Our analysis is limited in several ways. Most importantly, although our multiple regression analysis adjusted for the sampling frame by applying sample weights, we did not fully adjust for the design effect of the CPS, since we did not adjust for the clustering. Although the National Cancer Institute recommends applying 80 replicate weights to adjust for the CPS sample design in multiple regression analyses (personal communication with Anne Hartman, NCI, March 23, 2005), neither MLwiN nor any other multilevel software program to our knowledge could apply the replicate weights simultaneously while modeling two levels of variance. The CPS also masks the primary sampling unit identifiers, which inhibits users from explicitly modeling the clustering. We addressed this issue by applying Markov Chain Monte Carlo estimation, which is a data simulation technique similar to boot strapping that calculates parameters and their standard errors based on repeated sampling of the data. Second, the cross-sectional study design allows for documenting only associations. Since the primary motivation for this analysis was descriptive, such a design was appropriate. Assessing whether state variables like cigarette taxes or tobacco agriculture affect smoking rates of different groups will require time-series analyses (e.g., state difference-in-difference analyses), to strengthen the ability to discern what might be causing differential racial state smoking patterns, in a way that cross-sectional analysis cannot. Third, although the TUS-CPS sample size is large and representative at national and state levels, and despite that its sample sizes are larger than most other national datasets for estimating state sub-group smoking prevalence, we experienced limited power in some states with small sample sizes for blacks or Hispanics. However, our mapping exercise attempted to control for this limited power by highlighting only states that were significantly higher or lower than the national mean.
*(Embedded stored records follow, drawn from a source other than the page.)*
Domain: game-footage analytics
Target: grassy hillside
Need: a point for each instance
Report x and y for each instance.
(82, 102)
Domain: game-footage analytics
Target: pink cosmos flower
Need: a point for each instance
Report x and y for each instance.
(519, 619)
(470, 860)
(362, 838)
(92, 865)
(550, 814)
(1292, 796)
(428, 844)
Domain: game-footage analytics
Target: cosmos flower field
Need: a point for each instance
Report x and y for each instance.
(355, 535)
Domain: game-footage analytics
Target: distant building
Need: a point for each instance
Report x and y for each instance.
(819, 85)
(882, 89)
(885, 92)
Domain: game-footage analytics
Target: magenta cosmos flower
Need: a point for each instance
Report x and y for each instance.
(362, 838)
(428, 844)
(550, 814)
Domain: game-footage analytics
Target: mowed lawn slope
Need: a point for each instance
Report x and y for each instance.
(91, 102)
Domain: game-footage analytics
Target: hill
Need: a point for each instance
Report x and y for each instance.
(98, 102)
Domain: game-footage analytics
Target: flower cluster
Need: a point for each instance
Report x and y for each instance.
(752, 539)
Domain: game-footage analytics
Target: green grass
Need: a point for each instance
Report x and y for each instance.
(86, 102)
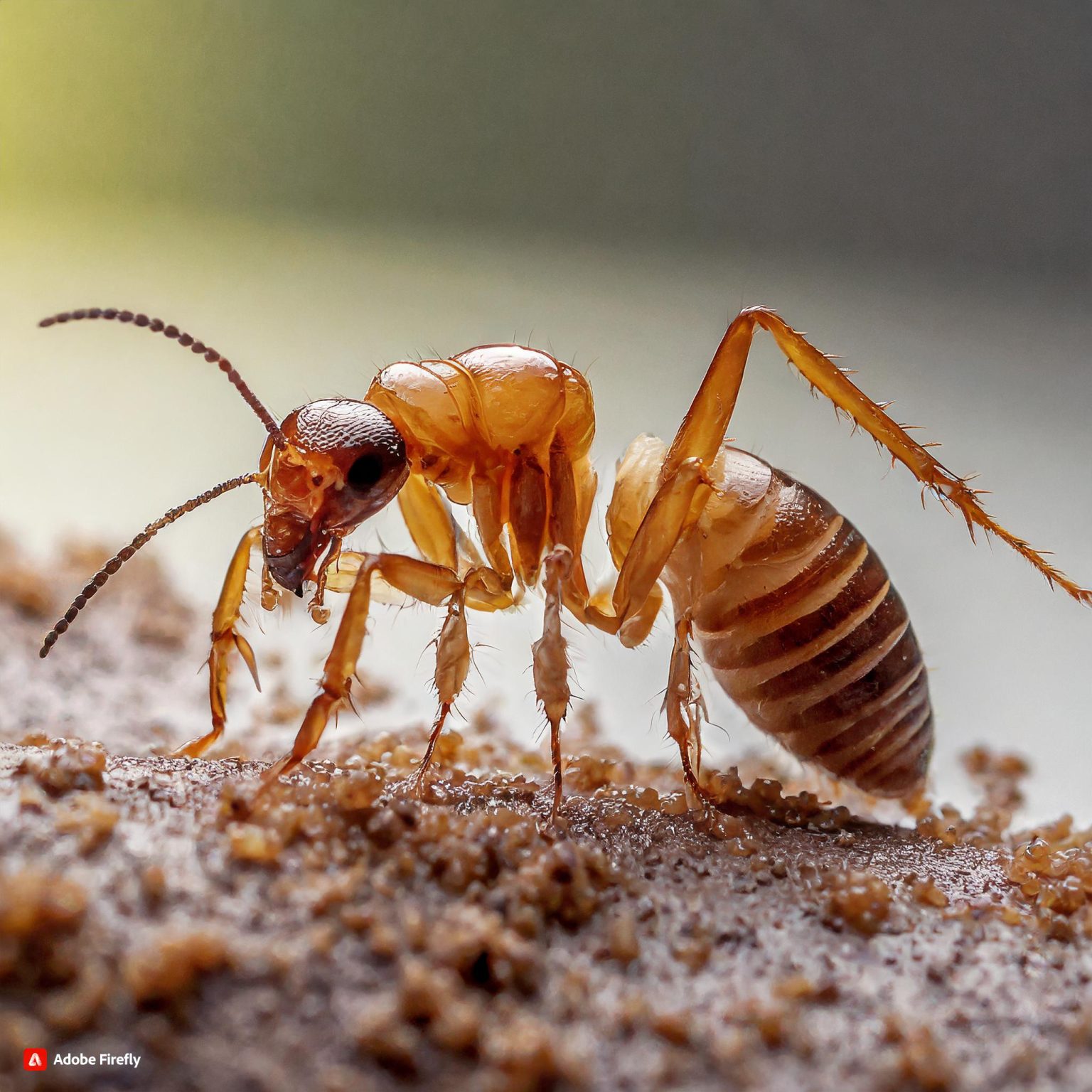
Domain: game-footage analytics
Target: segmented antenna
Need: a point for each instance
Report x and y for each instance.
(157, 327)
(119, 560)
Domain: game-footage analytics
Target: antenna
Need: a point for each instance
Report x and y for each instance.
(157, 327)
(119, 560)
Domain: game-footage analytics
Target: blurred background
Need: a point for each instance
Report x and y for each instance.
(320, 189)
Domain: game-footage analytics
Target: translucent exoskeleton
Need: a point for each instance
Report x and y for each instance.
(794, 614)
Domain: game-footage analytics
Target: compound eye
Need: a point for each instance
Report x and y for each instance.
(366, 471)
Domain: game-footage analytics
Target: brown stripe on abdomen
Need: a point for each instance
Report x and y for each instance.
(828, 662)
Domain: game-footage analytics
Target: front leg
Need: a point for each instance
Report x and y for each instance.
(421, 580)
(226, 638)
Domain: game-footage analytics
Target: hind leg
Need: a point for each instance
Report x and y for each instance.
(703, 429)
(686, 708)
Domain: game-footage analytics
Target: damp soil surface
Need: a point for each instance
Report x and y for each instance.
(336, 934)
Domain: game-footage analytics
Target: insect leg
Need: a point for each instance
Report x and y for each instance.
(421, 580)
(452, 666)
(552, 661)
(672, 507)
(703, 428)
(225, 638)
(685, 707)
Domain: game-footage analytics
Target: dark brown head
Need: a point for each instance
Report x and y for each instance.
(326, 470)
(343, 462)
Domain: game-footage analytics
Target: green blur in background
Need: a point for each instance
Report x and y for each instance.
(321, 188)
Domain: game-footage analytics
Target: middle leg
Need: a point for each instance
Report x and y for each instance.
(552, 661)
(421, 580)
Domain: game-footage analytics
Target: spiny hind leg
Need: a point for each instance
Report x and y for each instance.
(226, 638)
(707, 422)
(552, 662)
(686, 709)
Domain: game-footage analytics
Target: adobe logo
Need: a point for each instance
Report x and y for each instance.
(35, 1059)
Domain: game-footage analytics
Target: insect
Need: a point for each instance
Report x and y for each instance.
(792, 611)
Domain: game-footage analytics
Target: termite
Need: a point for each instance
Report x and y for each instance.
(794, 614)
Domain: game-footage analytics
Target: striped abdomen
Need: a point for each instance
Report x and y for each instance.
(798, 621)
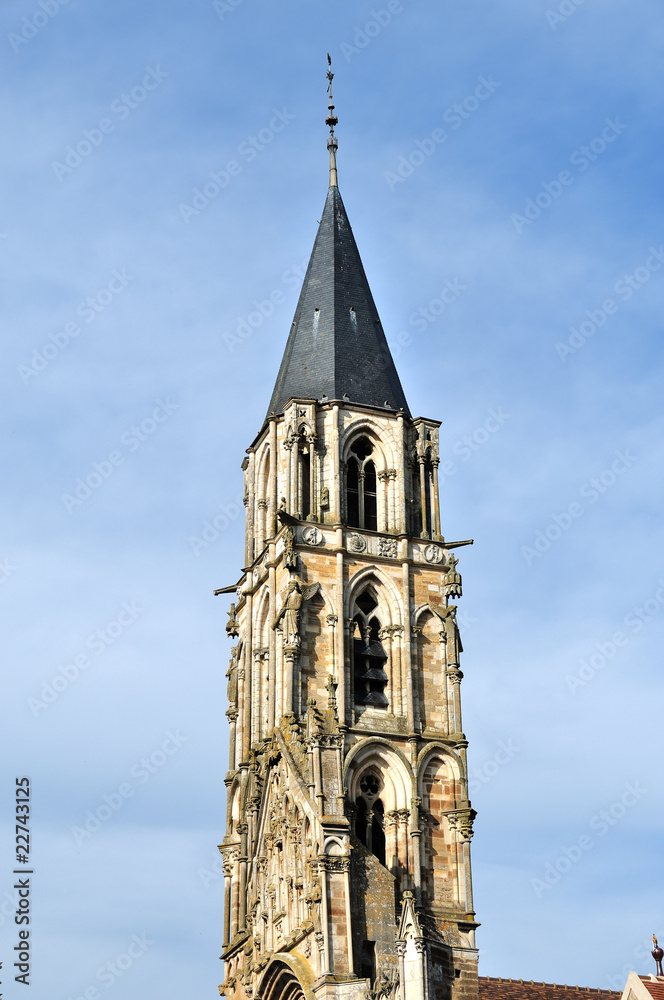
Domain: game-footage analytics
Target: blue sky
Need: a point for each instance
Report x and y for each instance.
(512, 151)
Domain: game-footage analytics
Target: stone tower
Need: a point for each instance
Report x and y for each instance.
(347, 847)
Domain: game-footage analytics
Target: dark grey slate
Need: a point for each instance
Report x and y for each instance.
(336, 345)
Current smoking surveillance typically provides racial estimates of smoking, but rarely are these broken out by state or by gender, and rarely are these estimates adjusted by demographics or socioeconomics. Our analyses suggest that some states may confer protection from smoking for black women, indicated in the lower-than expected smoking rates in six southeastern (Deep South) U.S. states. Moreover, high smoking states for whites are not necessarily high smoking states for other racial groups. In fact, the pattern of smoking across the 50 states differs for each racial group. The fact that states are patterned for both women and men of the same racial group underscores the importance of race for state patterns of smoking. Descriptive variation studies such as ours may be helpful for surveillance purposes and policy/program implementation, as well as for understanding why place may matter differently for the smoking behavior of different racial/ethnic groups.